3 July 2017 | Martin Read
I suspect one thing we can all pretty much agree on is that the sheer volume of information technology has now surpassed the human ability keep up with and create ways to best deploy it.
What's more, our data-addicted world is - should ThinkFM speakers be believed - about to see another spike as both build cost and power consumption requirements of sensors fall through the floor, heralding a new and seriously hyper-connected chapter in the story of the workplace.
We'll see ever more talk about the gap between what occupiers and building owners understand about the data they can access and what they can practically action as a result of it.
Three impediments exist. First, who legitimately owns and can thus access all of this data? Second, who has the time necessary to mine the data for meaningful, actionable information?
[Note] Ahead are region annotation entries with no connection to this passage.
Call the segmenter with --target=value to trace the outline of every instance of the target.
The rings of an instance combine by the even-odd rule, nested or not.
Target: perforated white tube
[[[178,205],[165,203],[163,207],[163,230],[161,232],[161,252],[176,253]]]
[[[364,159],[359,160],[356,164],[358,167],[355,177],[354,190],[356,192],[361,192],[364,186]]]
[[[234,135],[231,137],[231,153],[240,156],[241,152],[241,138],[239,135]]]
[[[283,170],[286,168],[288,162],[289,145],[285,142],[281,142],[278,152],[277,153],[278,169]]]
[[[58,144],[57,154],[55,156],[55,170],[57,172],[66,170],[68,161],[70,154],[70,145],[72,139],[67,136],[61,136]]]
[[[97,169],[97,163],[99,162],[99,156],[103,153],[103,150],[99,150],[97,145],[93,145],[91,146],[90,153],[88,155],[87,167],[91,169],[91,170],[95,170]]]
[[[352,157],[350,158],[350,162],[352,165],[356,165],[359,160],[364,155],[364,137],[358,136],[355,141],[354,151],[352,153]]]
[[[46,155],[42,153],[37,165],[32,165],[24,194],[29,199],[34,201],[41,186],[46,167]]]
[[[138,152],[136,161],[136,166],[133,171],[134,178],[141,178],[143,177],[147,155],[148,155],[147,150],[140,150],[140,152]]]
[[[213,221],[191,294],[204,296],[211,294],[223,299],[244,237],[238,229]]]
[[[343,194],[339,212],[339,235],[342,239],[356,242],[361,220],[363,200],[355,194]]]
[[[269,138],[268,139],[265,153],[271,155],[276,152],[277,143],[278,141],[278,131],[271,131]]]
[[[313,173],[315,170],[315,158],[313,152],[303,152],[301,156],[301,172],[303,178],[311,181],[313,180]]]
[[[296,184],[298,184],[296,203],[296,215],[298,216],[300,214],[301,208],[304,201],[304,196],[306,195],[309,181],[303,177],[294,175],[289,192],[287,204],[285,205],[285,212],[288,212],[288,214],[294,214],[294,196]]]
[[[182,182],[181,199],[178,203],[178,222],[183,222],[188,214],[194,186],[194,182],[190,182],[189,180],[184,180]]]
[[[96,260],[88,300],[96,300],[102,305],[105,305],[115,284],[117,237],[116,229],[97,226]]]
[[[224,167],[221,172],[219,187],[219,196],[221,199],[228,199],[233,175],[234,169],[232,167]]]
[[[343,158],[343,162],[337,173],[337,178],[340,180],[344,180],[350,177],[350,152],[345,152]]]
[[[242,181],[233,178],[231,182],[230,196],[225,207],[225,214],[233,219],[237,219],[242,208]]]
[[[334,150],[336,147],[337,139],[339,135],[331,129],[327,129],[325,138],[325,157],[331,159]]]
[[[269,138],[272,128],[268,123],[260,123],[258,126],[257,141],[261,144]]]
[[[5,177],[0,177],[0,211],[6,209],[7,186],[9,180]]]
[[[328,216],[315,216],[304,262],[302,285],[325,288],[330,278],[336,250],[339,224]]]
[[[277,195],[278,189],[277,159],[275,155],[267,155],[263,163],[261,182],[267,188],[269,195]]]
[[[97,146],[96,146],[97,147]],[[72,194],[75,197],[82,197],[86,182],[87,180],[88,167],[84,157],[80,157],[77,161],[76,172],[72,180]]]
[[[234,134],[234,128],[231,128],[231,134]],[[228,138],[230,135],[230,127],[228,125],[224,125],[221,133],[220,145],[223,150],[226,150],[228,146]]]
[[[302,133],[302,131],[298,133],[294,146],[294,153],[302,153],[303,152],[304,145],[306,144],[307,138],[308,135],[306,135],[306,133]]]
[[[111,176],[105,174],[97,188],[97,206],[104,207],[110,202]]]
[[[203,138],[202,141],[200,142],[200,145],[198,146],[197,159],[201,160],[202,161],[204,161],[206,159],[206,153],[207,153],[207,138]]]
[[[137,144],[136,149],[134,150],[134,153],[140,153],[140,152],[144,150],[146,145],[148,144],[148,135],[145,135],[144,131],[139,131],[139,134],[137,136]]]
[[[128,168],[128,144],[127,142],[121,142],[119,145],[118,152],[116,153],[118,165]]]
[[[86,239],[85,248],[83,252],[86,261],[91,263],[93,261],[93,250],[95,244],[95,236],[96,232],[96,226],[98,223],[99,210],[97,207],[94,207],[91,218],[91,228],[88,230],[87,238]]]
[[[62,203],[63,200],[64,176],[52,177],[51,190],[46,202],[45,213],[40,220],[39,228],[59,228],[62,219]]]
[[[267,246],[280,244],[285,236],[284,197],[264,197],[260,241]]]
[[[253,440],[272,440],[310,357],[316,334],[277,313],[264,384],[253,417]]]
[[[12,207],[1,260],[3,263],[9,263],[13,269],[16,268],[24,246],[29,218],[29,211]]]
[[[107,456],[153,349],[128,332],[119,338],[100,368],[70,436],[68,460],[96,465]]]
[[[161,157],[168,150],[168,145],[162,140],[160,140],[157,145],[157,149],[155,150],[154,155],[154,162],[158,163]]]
But third, and perhaps a less frequently discussed issue, is end-users' natural concerns that our 'internet of things' world presages a new 'Big Brother' age.
It's one thing to imbue a vending machine with an ability to automatically manage its own replenishment, quite another for a sensor in your ID badge to report back on your exact choice of preferred beverage, the time when you consumed it and the likely impact of said beverage on your productivity and well-being. If you think the above is pure fantasy, read our stories this month on behavioural analytics and the dramatic reduction in costs associated with setting up networks capable of doing exactly what I've just described.
So, we're inevitably headed toward this machine-learnt, artificially intelligent future. Or are we? Would you allow sensors with you and your partner in the bedroom, sharing data to a network on potential atmospheric enhancements based on heart rate monitors, temperature detectors and the like? Now imagine the extraordinarily specific nature of what can be recorded about your end-users' everyday workplace activities. How comfortable are we about all this?
The way in which the Internet of Things shapes our future will depend as much on our natural human willingness to accept the increasingly intimate personal performance details it uncovers as it will our ability to store and analyse the vast amounts of data generated.